Saturday, April 26, 2008

From Gitmo to Mass Incarceration

In the latest example of the US media treating our war on terror practices as having no relationship to our routine penal policies, the New York Times carries an article by William Glaberson that powerfully describes the mental destruction of terror suspect (and famed litigant) Salim Hamdan:

Next month, Salim Ahmed Hamdan, a Yemeni who was once a driver for Osama bin Laden, could become the first detainee to be tried for war crimes in Guantánamo Bay, Cuba. By now, he should be busily working on his defense.

But his lawyers say he cannot. They say Mr. Hamdan has essentially been driven crazy by solitary confinement in an 8-foot-by-12-foot cell where he spends at least 22 hours a day, goes to the bathroom and eats all his meals. His defense team says he is suicidal, hears voices, has flashbacks, talks to himself and says the restrictions of Guantánamo “boil his mind.”

“He will shout at us,” said his military defense lawyer, Lt. Cmdr.
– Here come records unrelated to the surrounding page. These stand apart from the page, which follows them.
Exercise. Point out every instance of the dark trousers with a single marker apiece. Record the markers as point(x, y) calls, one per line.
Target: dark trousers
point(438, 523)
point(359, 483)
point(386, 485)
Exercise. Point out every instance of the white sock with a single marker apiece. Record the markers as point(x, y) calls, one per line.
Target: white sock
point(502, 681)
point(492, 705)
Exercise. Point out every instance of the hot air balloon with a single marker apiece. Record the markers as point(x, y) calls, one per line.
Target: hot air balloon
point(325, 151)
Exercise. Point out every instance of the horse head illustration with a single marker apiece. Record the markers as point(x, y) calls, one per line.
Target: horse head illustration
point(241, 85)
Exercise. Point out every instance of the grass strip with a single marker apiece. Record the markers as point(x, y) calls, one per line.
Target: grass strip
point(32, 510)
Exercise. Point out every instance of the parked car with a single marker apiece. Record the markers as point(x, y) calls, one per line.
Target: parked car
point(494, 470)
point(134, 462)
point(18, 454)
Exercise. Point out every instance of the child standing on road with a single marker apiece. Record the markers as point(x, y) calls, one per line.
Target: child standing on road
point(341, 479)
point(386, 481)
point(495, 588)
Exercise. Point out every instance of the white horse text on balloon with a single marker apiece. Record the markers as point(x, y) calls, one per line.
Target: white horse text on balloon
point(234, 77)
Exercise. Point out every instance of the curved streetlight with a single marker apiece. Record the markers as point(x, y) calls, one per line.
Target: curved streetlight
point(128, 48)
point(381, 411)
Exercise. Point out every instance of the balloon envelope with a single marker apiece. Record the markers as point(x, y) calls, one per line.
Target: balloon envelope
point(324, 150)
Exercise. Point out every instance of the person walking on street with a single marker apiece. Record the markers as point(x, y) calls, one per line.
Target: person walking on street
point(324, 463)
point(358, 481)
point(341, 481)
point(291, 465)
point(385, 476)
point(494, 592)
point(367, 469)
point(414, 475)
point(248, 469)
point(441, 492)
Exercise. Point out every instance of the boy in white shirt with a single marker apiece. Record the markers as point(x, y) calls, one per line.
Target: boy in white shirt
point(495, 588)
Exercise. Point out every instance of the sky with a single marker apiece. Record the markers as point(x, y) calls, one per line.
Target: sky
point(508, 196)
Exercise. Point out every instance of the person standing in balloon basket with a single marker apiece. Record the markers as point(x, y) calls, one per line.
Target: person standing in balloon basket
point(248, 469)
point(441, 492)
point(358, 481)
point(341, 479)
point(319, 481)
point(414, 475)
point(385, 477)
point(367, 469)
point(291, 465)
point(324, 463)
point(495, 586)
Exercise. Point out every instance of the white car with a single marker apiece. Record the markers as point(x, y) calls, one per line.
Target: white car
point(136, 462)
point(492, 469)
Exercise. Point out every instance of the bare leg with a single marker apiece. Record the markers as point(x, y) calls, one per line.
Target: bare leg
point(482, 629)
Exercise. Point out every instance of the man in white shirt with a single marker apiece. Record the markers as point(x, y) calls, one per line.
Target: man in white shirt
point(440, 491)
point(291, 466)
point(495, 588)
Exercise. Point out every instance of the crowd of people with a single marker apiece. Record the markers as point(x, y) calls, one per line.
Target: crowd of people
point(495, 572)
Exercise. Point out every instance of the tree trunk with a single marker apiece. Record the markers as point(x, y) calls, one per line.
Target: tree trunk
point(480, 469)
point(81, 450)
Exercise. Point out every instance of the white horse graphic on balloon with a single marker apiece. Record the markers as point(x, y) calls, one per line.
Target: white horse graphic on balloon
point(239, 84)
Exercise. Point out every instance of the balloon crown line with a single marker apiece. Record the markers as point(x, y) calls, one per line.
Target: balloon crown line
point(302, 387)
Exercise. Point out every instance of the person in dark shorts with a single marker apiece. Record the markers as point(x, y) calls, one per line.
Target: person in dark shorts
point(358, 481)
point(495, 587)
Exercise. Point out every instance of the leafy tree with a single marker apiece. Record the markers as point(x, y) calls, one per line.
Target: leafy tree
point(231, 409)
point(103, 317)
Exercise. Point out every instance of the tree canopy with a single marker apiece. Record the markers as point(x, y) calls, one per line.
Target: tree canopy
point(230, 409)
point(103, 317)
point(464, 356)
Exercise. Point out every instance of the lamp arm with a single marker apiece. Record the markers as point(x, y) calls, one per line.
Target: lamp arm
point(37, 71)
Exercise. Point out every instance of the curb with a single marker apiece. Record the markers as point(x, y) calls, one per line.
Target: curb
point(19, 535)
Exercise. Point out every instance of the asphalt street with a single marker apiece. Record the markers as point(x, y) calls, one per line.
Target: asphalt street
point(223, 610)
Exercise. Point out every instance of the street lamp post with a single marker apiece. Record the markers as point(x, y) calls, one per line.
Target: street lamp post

Brian L. Mizer. “He will bang his fists on the table.”

His lawyers have asked a military judge to stop his case until Mr. Hamdan is placed in less restrictive conditions at Guantánamo, saying he cannot get a fair trial if he cannot focus on defending himself. The judge is to hear arguments as soon as Monday on whether he has the power to consider the claim.

Critics have long asserted that Guantánamo’s climate-controlled isolation is a breeding ground for madness. But turning that into a legal claim marks a new stage for the military commissions at Guantánamo. As military prosecutors push to get trials under way, they are being met with challenges not just to the charges, but to Guantánamo itself.

Pentagon officials say that Guantánamo holds dangerous men humanely and that there is no unusual quantity of mental illness there. Guantánamo, a military spokeswoman said, does not have solitary confinement, only “single-occupancy cells.”



Unmentioned in the article is that tens of thousands of US prisoners are currently serving time in so called "supermax" prisons whose routine regime involves precisely the same components of 23 hour a day lock down imprisonment.

That the result of this kind of imprisonment can be mental degeneration by both inmates and staff (and resulting barbaric violence) has been well established for over a decade, at least since the landmark Madrid v. Gomez decision involved California's Pelican Bay prison.